Je relis avec plaisir et émotion Introduction à la pensée complexe d'Edgar Morin. J'admire la façon humble et joyeuse qu'il a de jongler avec les concepts, passant élégamment de la thermodynamique à Dostoïevski, de la biologie à Shakespeare.
C'est un livre absolument nécessaire pour tenter de penser la bouillonnante marmite du monde en évitant les écueils du simplisme, du réductionnisme, des idées disjonctives. Les pièges sont si nombreux. Celui de la logique rationalisante notamment, qui évacue toute honte bue ce qui n'adhère pas à son plan de raisonnement... et mutile ainsi la réalité dans sa multiplicité.
Extraits :
Nous approchons d'une mutation inouïe dans la connaissance : celle-ci est de moins en moins faite pour être réfléchie et discutée par les esprits humains, de plus en plus faite pour être engrammée dans des mémoires informationnelles et manipulées par les puissances anonymes, au premier chef les Etats. Or, cette nouvelle, massive et prodigieuse ignorance, est elle-même ignorée des savants. Ceux-ci, qui ne maîtrisent pas, pratiquement, les conséquences de leurs découvertes, ne contrôlent même pas intellectuellement le sens et la nature de leur recherche.

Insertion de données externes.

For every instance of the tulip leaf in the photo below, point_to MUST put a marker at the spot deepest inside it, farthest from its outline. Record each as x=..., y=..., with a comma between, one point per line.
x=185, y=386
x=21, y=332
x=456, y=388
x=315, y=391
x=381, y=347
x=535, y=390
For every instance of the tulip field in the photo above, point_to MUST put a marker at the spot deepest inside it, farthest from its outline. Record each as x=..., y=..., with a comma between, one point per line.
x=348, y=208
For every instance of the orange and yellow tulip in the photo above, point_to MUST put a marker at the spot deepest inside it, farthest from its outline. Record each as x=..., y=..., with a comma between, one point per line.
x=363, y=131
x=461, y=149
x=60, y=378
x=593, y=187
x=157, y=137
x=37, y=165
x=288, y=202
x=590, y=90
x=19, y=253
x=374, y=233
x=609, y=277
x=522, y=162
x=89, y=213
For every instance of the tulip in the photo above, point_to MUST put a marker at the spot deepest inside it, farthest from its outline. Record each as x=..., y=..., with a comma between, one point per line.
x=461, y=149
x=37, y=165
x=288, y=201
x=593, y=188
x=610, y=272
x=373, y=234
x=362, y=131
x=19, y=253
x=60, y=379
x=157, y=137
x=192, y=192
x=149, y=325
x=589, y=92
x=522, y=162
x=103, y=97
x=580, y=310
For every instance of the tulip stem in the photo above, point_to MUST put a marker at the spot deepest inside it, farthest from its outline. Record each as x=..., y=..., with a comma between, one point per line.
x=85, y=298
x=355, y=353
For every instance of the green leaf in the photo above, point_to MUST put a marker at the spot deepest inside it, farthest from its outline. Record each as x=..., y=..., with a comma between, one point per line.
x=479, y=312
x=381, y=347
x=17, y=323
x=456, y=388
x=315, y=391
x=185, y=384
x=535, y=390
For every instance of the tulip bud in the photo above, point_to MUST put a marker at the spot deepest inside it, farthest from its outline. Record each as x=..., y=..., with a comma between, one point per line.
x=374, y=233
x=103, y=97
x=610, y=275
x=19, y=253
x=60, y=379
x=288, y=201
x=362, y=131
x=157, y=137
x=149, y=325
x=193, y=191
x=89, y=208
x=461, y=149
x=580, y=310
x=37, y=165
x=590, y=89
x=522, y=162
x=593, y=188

(Introduction à la pensée complexe a été écrit en 1990, soit avant le développement d'internet et des réseaux sociaux. Le phénomène constaté par Edgar Morin était déjà à l'oeuvre à l'époque mais il a empiré. En ce sens, ce texte est visionnaire.)
Qu'est-ce que la complexité ? Au premier abord, la complexité est un tissu (complexus : ce qui est tissé ensemble) de constituants hétérogènes inséparablement associés : elle pose le paradoxe de l'un et du multiple. Au second abord, la complexité est effectivement le tissu d'événements, actions, interactions, rétroactions, déterminations, aléas, qui constituent notre monde phénoménal. Mais alors la complexité se présente avec les traits inquiétants du fouillis, de l'inextricable, du désordre, de l'ambiguïté, de l'incertitude... D'où la nécessité, pour la connaissance, de mettre de l'ordre dans les phénomènes en refoulant le désordre, d'écarter l'incertain, c'est-à-dire de sélectionner les éléments d'ordre et de certitude, de désambiguïser, clarifier, distinguer, hiérarchiser... Mais de telles opérations, nécessaires à l'intelligibilité, risquent de rendre aveugle si elles éliminent les autres caractères du complexus ; et effectivement, comme je l'ai indiqué, elles nous ont rendus aveugles.
(Edgar Morin se montre de nouveau visionnaire. Le détissage de la réalité complexe en réalité simple à des fins de rationalisation économique et comptable s'est considérablement aggravé. Comment, alors, penser sérieusement les technologies de la robotique et de l'intelligence artificielle si on s'enferme dans une logique de l'immédiat tronqueur et trompeur ? Comment accommoder au soi friable et incertain les énigmes grandissantes des deux infinis qui bouleversent nos conceptions étriquées de l'espace et du temps ?)
Une des conquêtes préliminaires dans l'étude du cerveau humain est de comprendre qu'une de ses supériorités sur l'ordinateur est de pouvoir travailler avec de l'insuffisant et du flou ; il faut désormais accepter une certaine ambiguïté et une ambiguïté certaine (dans la relation sujet/objet, ordre/désordre, auto-hétéro-organisation). Il faut reconnaître des phénomènes, comme liberté ou créativité, inexplicables hors du cadre complexe qui seul permet leur apparition.
(Autrement dit, pour qu'une intelligence artificielle accède au statut de sujet sans cesser pour autant d'être un objet interférant, elle devra pouvoir penser le flou et entrer dans la dimension onirique sans laquelle rien n'est possible. C'est encore de la science-fiction mais plus pour longtemps. Alors, on se souviendra d'Asimov, de Bradbury et de Morin, ces grands visionnaires.)
Introduction à la pensée complexe d'Edgar Morin est disponible en Points-Seuil pour la modique somme de six euros.